Framewise transcription evaluation
Opened this issue · 12 comments
TL;DR: Basically all I'm asking for is taking frames as inputs to @rabitt's mir_eval.multipitch
module.
Hi everyone,
recent transcription papers:
- Kelz et al., "On the Potential of Simple Framewise Approaches to Piano Transcription ". https://arxiv.org/abs/1612.05153
- Sigtia et al., "An End-to-End Neural Network for Polyphonic Piano Music Transcription"
This is basically http://scikit-learn.org/stable/modules/model_evaluation.html#multiclass-and-multilabel-classification with using the macro
samples
parameter, but scaled with the number of frames labels.
As it seems that people use it, would it be useful to have this in mir_eval
? If we go with the scikit-learn
implementation which I would strongly suggest, this adds it back as a dependency. Opinions?
Thanks for bringing this up. A few questions -
- Is there a reference implementation for these, e.g. something we can compare the scores generated by a hypothetical
mir_eval
implementation to? - Is this metric widely (e.g. community consensus) accepted, i.e. will it be used in MIREX?
- Is
scikit-learn
in a better place in terms of easy installability (e.g. thanks to wheels, or whatever)? The reason we made effort to not include it as a dependency was because installation was non-trivlal, e.g. IIRC it was not straightforward to get it installed on the Heroku instance which runsmir_eval
as a service. It also made it impossible to create binaries viapyinstaller
, but we gave up on that #65 .
fwiw, in sound event detection (SED) there seems to be a growing preference for frame-(or "segment", which is basically some fixed time duration)-based evaluation over event-based evaluation (which is equivalent to note-based), because the latter is very penalizing (consider the case where an algorithm returns two consecutive notes for a single reference note - the first note would only be a match if you ignore offsets and the second would always be treated as wrong, even though both match the reference in pitch and time if you ignore the split). So regardless of what the trend in MIREX is (I'm abroad and can't seem to load the mirex website right now), I expect we'll see frame-level metrics used more and more in transcription papers.
In this context I should mention there was an interesting attempt at introducing more note-based transcription metrics in order to provide greater insight into system performance precisely due to this issue by Molina et al., though it was focused on singing transcription and I'm not sure whether it has been adopted by the community.

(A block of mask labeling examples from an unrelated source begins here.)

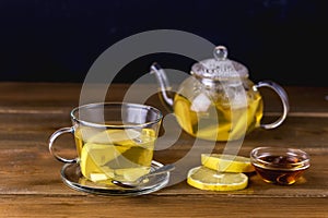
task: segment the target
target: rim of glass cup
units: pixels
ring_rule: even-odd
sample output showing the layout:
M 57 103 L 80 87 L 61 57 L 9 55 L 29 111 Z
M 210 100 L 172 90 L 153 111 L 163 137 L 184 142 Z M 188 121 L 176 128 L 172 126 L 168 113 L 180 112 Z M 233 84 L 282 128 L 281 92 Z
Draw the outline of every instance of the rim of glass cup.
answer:
M 122 106 L 125 107 L 133 107 L 133 108 L 139 108 L 139 109 L 147 109 L 147 110 L 152 110 L 154 111 L 157 116 L 156 119 L 149 121 L 149 122 L 144 122 L 144 123 L 136 123 L 136 124 L 105 124 L 105 123 L 96 123 L 96 122 L 90 122 L 90 121 L 85 121 L 85 120 L 81 120 L 80 118 L 78 118 L 74 113 L 79 112 L 80 109 L 87 109 L 87 108 L 93 108 L 93 107 L 99 107 L 102 106 L 103 108 L 105 106 L 120 106 L 120 108 L 122 108 Z M 153 107 L 153 106 L 149 106 L 149 105 L 141 105 L 141 104 L 132 104 L 132 102 L 92 102 L 92 104 L 86 104 L 86 105 L 82 105 L 79 107 L 75 107 L 71 110 L 71 118 L 73 121 L 86 125 L 86 126 L 91 126 L 91 128 L 115 128 L 115 129 L 134 129 L 134 128 L 145 128 L 155 123 L 159 123 L 162 119 L 163 119 L 163 113 L 161 112 L 161 110 L 159 110 L 157 108 Z
M 258 152 L 261 152 L 260 155 L 258 155 Z M 302 157 L 303 160 L 300 162 L 295 164 L 289 164 L 289 166 L 292 167 L 300 167 L 303 166 L 304 168 L 309 167 L 309 156 L 306 152 L 298 149 L 298 148 L 288 148 L 288 147 L 256 147 L 250 152 L 250 160 L 254 164 L 260 164 L 265 166 L 270 166 L 270 167 L 281 167 L 281 165 L 274 165 L 272 162 L 259 159 L 260 156 L 267 155 L 267 154 L 272 154 L 273 155 L 286 155 L 286 154 L 293 154 L 295 157 Z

With regards to @craffel's questions:
- Wouldn't sklearn itself be a reference implementation, given that frame-level metrics are kinda domain agnostic (every pitch in every frame is either right/wrong, and from that you compute the F-score as you would for any IR problem)? Hmm, as I write this, I guess you do have to define what a "hit" means, especially when comparing to annotations with a pitch resolution finer than semitones. I wonder whether there's a consensus there? (e.g. in melody ex. the pitch distance must be within 50 cents for a hit)
- Bad internet = can't check the mirex site. But my hunch is that these metrics will become increasingly popular.
- Donno.
Bad internet = can't check the mirex site. But my hunch is that these metrics will become increasingly popular.

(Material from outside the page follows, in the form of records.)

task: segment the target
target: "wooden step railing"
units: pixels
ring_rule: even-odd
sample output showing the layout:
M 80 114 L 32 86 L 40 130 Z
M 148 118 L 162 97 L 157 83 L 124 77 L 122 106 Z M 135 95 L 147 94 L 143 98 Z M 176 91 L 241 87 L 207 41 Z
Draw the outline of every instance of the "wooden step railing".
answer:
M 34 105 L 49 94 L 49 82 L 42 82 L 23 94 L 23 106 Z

No, it seems to be down...
One point of reference is:
M. Bay, A. F. Ehmann, and J. S. Downie, “Evaluation of multiple-F0 estimation and tracking systems.” in Proceedings of the 9th International Society for Music Information Retrieval Conference (ISMIR), 2009, pp. 315–320.

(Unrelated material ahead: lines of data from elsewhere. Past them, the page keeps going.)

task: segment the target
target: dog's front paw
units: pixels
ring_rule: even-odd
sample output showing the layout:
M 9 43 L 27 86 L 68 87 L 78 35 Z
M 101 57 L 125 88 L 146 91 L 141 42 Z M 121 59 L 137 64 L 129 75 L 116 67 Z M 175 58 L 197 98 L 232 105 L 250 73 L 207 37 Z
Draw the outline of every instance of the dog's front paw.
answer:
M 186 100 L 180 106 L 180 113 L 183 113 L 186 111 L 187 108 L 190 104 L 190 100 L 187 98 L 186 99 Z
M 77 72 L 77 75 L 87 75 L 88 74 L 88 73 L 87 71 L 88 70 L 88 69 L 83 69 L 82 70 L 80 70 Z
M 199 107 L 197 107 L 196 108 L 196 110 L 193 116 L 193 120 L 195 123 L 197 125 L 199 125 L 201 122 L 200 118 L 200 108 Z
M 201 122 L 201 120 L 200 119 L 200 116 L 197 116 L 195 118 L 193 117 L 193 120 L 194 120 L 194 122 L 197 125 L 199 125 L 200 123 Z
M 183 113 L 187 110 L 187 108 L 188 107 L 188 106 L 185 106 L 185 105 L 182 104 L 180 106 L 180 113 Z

Relating to sklearn's function, there is still confusion on which aggregation function to use (micro
or samples
)
Pinging @sidsig, @fdlm, and @emmanouilb: Maybe you can enlighten us here a little bit?
One point of reference is:
M. Bay, A. F. Ehmann, and J. S. Downie, “Evaluation of multiple-F0 estimation and tracking systems.” in Proceedings of the 9th International Society for Music Information Retrieval Conference (ISMIR), 2009, pp. 315–320.
That's a multi-f0 tracking paper though, not transcription. It's important not to confound these, as transcription is a more involved task requiring segmentation/quantization into discrete note events.
Perhaps I should add a qualification to my SED analogy - for SED I think it can be less important to focus on discrete events (depending on the source!) and rather consider presence/absence over time. However, in music discrete notes are very much a thing, and music notation is a well established paradigm (as is piano-roll), so I'd be reluctant to abandon note-based eval for transcription altogether.
I think the most complete option is to compute both frame and note-level metrics, as done by Sigtia et al., so it would be nice to support that.
That's a multi-f0 tracking paper though, not transcription. It's important not to confound these, as transcription is a more involved task requiring segmentation/quantization into discrete note events
Right! But I think frame-wise evaluation would work the same for both multi-f0 tracking and 'real' transcription. I don't know if it makes sense for note transcription, though.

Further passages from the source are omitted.